An important research direction has been to develop ways in which the numerical results can be compared to observations, particularly those arising from global seismic tomographic models. Most convection models make no attempt to simulate the exact configuration of convection or density anomalies within in the current Earth; thus, such comparisons are made by extracting various diagnostics from the tomographic models and convection models.
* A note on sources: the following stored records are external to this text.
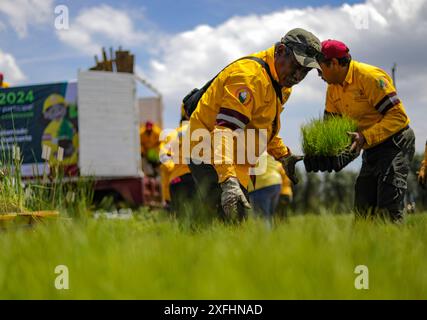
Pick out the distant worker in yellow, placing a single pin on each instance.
(59, 132)
(150, 146)
(422, 174)
(176, 175)
(3, 84)
(286, 196)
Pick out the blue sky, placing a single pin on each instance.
(181, 44)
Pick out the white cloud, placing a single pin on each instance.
(24, 13)
(378, 32)
(8, 66)
(96, 26)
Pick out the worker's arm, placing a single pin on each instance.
(382, 95)
(277, 148)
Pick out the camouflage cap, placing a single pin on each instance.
(305, 46)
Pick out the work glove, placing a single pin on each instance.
(288, 162)
(422, 177)
(232, 197)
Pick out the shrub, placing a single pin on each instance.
(327, 137)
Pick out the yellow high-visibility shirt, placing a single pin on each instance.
(368, 96)
(270, 177)
(149, 140)
(241, 97)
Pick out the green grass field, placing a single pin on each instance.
(152, 257)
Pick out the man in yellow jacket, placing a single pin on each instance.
(150, 146)
(367, 94)
(422, 174)
(247, 95)
(286, 196)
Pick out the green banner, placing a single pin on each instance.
(42, 121)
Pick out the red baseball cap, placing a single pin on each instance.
(334, 49)
(149, 125)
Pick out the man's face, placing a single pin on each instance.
(289, 71)
(330, 73)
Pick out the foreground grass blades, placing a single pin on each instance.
(150, 257)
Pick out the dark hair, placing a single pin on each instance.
(344, 61)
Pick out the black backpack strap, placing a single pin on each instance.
(264, 64)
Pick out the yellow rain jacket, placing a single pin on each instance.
(241, 97)
(368, 96)
(149, 140)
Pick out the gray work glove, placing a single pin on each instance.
(288, 162)
(231, 196)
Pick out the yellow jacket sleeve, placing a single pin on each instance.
(382, 95)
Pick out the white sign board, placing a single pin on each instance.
(108, 125)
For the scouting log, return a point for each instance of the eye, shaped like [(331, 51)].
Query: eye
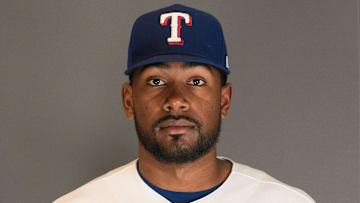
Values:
[(156, 82), (197, 82)]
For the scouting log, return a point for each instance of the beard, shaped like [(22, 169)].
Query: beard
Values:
[(179, 152)]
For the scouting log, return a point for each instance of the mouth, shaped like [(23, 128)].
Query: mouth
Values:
[(176, 127)]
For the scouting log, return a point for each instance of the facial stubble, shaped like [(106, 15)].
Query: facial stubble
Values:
[(179, 152)]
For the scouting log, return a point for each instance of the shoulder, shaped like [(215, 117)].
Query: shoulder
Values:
[(264, 188), (100, 188)]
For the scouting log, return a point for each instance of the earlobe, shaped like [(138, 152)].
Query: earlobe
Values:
[(226, 93), (127, 99)]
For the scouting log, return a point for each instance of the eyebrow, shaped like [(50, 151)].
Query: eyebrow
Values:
[(186, 65)]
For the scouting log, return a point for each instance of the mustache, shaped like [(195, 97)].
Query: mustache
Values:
[(177, 117)]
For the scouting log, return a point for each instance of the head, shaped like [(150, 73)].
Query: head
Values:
[(177, 92)]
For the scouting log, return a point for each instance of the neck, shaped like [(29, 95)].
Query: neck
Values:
[(201, 174)]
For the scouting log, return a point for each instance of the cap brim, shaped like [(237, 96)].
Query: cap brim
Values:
[(175, 58)]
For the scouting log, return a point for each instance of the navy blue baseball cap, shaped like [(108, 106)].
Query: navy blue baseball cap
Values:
[(177, 33)]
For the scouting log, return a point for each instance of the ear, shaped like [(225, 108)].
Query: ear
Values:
[(128, 103), (226, 93)]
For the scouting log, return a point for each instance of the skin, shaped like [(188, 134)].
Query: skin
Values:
[(177, 88)]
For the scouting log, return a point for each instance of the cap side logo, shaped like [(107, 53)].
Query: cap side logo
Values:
[(176, 17)]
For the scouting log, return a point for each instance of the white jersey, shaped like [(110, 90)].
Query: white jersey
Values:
[(243, 185)]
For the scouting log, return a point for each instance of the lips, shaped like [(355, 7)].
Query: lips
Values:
[(172, 123)]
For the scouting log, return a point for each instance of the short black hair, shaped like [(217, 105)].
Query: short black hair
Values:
[(223, 76)]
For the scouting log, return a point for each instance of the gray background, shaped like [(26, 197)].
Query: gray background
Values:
[(294, 114)]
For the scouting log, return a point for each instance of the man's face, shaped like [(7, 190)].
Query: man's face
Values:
[(177, 108)]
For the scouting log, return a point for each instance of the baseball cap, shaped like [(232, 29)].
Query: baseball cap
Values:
[(177, 33)]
One such diagnostic is the character of lateral heterogeneity at different depths, which has two components: the horizontally-averaged root mean square amplitude [ Peltier and Solheim, 1992; Tackley et al., 1993], and the shape of the spectrum, i.e., amplitude as a function of spherical harmonic degree [ Tackley et al., 1994]. The shape of the spectrum as a function of depth shows strong similarities between global tomographic models and the 3-D spherical models of Tackley et al. [1993, 1994]. In particular, there is a change in the slope of the spectrum at 660 km depth, from a red spectrum in the upper mantle, to a much broader 'pink' spectrum in the mid mantle. However, there are significant differences in the radial profile of total (rms.) amplitude, and in particular, there is little evidence in the seismic models for the strong peak in heterogeneity at 660 km depth observed in the convection models, although such peaks can be observed in local regions [ Woodward et al., 1994].
Some studies have focused on the radial correlation function [ Jordan et al., 1993; Puster and Jordan, 1994], which is simply the cross-correlation between different radial shells. For convection models with complete layering [ Glatzmaier and Schubert, 1993] or with phase transitions [ Tackley et al., 1993, 1994], there is a strong decorrelation of features across the 660 km discontinuity, which is not observed in most of the current global seismic tomographic models, leading these authors to favor predominantly whole mantle convection.
When comparing convection models with seismic tomography, however, a problem arises because the dynamically important features are at very small wavelengths ( 100 km) whereas global seismic tomography can only resolve very long wavelengths (>Å4000 km). In addition, the tomographic process applies a complex and uneven filtering to the pattern of heterogeneity in the Earth. These problems have been investigated by Johnson et al. [1993], who passed rays through convective datasets generated by Tackley et al. [1993], and performed synthetic seismic inversions. They found that globally averaged diagnostics are quite sensitive to the inversion parameters, although the overall broad-scale structure remained fairly robust.
Another class of diagnostic is based on the flow field, rather than thermal or seismic velocity fields, and in particular, the radial mass flux as a function of radius. The inhibitive effect of the 660 km phase transition is indicated by a minimum in the radial mass flux at this depth [ Peltier and Solheim, 1992]. However, numerical simulations of Tackley et al. [1994] show that the inhibitive effect of the phase transition on the flow is strongly dependent on wavelength, such that long wavelengths pass though the phase transition uninhibited, but short wavelengths of flow are inhibited from crossing the phase transition. Thus, it is possible for whole-mantle flow to be exhibited at long wavelengths, but for short wavelength features, such as slabs, to be deflected by the phase transition. Phipps Morgan and Shearer [1993] calculated the long-wavelength (up to spherical harmonic degree 10) flow field of the mantle, deduced from seismic tomography combined with mass anomalies calculated from global mapping of the 660 km discontinuity topography [ Shearer and Masters, 1992; Shearer, 1993], and find that at these long wavelengths, whole mantle convection is present, compatible with the numerical results.
The geoid is another important geophysical observable. Zhang and Christensen [1993] use a semi-dynamical spherical-shell model including the 660 km phase transition to compute geoid anomalies arising from the past 65 million years of subduction, finding that the geoid fit is much better when the Clapeyron slope is weak enough for slabs to penetrate into the lower mantle. Tackley et al. [1994] compare geoid spectra for theoretical simulations with and without phase transitions, and show that the partial layering induced by the endothermic phase transition does not have a large effect on the geoid amplitude, because the contribution of increased heterogeneity in the transitions zone is offset by an opposite and nearly equal contribution from deflection of the phase boundary. If the deflection of the 660 km discontinuity were large enough to enforce completely layered convection at long wavelengths, the resulting geoid signal would be too large (J. Phipps Morgan, and P.M. Shearer, Seismic and geoid constraints on mantle flow: Evidence for whole mantle convection, submitted to J. Geophys. Res., 1994).
Another approach to comparing numerical results to seismic Earth models is to combine seismic velocity anomalies with mineral physics results to estimate the magnitude of temperature anomalies in the deep mantle, to compare with results from numerical simulations. Cadek et al. [1994] and Yuen et al. [1993] performed such a calculation and found very cold anomalies (-1500 K) in the deep mantle, which are more compatible with rapidly emplaced cold material arising from avalanche events than with a quasi steady-state scenario of downwelling slabs.